The war had allowed William to destroy militant Jacobitism and helped bring Scotland and Ireland under more direct control; William also continued to prioritise the security of the Dutch Republic. In 1698 the Dutch garrisoned a series of fortresses in the Spanish Netherlands as a barrier to French attack – future Dutch foreign policy would centre around the maintenance and extension of these barrier fortresses. However, the question of the Spanish inheritance was not discussed at Ryswick, and it remained the most important unsolved question of European politics. Within three years, King Charles II would be dead, and Louis XIV and the Grand Alliance would again plunge Europe into conflict – the War of the Spanish Succession.

Naval developments

The largest French ships of the period were the Soleil Royal and the Royal Louis, both rated at 120 guns, but which never carried their full compliment of cannon. These ships, though, were too large for practical purposes: the former only sailed on one campaign and was destroyed at La Hogue; the latter languished in port until its sale in 1694. By the 1680s French ship design was at least equal to their English and Dutch counterparts, and by the time of the Nine Years’ War they had surpassed ships of the Royal Navy whose designs had stagnated in the 1690s. Innovation in the Royal Navy, however, did not cease. At some stage in the 1690s for example, English ships began to employ the steering wheel, greatly improving their performance particularly in heavy weather; the French navy did not adopt the wheel for another thirty years.

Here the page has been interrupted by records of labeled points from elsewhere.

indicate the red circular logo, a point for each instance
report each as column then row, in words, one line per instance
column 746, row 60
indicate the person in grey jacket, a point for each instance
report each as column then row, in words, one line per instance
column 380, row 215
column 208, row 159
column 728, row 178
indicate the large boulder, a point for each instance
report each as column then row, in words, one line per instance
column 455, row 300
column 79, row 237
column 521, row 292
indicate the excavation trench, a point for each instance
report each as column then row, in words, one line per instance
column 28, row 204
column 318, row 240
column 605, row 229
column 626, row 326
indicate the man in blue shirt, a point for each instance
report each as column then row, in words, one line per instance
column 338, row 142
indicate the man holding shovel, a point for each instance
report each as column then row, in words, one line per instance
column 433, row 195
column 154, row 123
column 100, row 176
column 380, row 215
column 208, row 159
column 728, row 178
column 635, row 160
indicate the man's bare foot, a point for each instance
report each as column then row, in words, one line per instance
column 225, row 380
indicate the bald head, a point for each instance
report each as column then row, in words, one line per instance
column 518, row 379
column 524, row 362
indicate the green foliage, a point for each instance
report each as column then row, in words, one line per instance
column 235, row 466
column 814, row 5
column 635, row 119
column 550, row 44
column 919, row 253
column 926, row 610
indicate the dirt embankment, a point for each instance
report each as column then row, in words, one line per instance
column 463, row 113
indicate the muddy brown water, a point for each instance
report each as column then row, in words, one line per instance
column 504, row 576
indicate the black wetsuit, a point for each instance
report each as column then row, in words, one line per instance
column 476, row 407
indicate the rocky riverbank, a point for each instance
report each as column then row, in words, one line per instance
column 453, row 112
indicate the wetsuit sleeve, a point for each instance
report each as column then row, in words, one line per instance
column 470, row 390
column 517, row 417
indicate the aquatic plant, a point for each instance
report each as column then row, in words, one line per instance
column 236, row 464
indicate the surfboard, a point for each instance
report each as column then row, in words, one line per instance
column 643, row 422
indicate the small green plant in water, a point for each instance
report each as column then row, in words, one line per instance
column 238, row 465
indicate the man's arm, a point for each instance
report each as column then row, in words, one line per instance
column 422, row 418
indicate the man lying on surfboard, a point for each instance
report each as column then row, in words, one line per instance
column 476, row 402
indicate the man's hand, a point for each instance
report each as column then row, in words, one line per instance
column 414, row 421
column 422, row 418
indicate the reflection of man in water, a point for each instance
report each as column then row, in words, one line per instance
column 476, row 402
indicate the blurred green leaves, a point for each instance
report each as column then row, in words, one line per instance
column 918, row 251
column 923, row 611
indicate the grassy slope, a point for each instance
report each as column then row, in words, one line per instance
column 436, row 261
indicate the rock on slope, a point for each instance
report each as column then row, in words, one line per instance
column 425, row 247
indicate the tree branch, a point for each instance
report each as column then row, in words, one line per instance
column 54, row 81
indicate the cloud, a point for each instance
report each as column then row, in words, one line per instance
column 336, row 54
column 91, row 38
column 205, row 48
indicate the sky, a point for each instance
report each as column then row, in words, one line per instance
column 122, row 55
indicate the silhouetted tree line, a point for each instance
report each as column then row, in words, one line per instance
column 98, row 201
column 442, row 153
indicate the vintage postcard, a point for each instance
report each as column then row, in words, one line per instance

Combat between naval fleets was decided by cannon duels delivered by ships in line of battle; fireships were also utilised but were mainly successful against anchored and stationary targets, whilst the new bomb vessels were best utilised as shore bombardment. Yet sea battles were rarely decisive and it was almost impossible to inflict enough damage on ships and men to win a clear victory; ultimate success depended not on tactical brilliance but on sheer weight of numbers. Here Louis was at a disadvantage: without as large a maritime commerce as benefited the Allies, the French were unable to supply as many experienced sailors for their navy. Most importantly, though, Louis had to concentrate his resources on the army at the expense of the fleet, enabling the Dutch, and the English in particular, to outdo the French in ship construction. However, naval actions were comparatively uncommon and, just like battles on land, the goal was generally to outlast rather than destroy one’s opponent. To King Louis, his fleet was an extension of his army whose most important role was to protect the French coast from enemy invasion. He utilised his navy to support land and amphibious operations or the bombardment of coastal targets, designed to draw enemy resources from elsewhere and thus aid his land campaigns on the continent.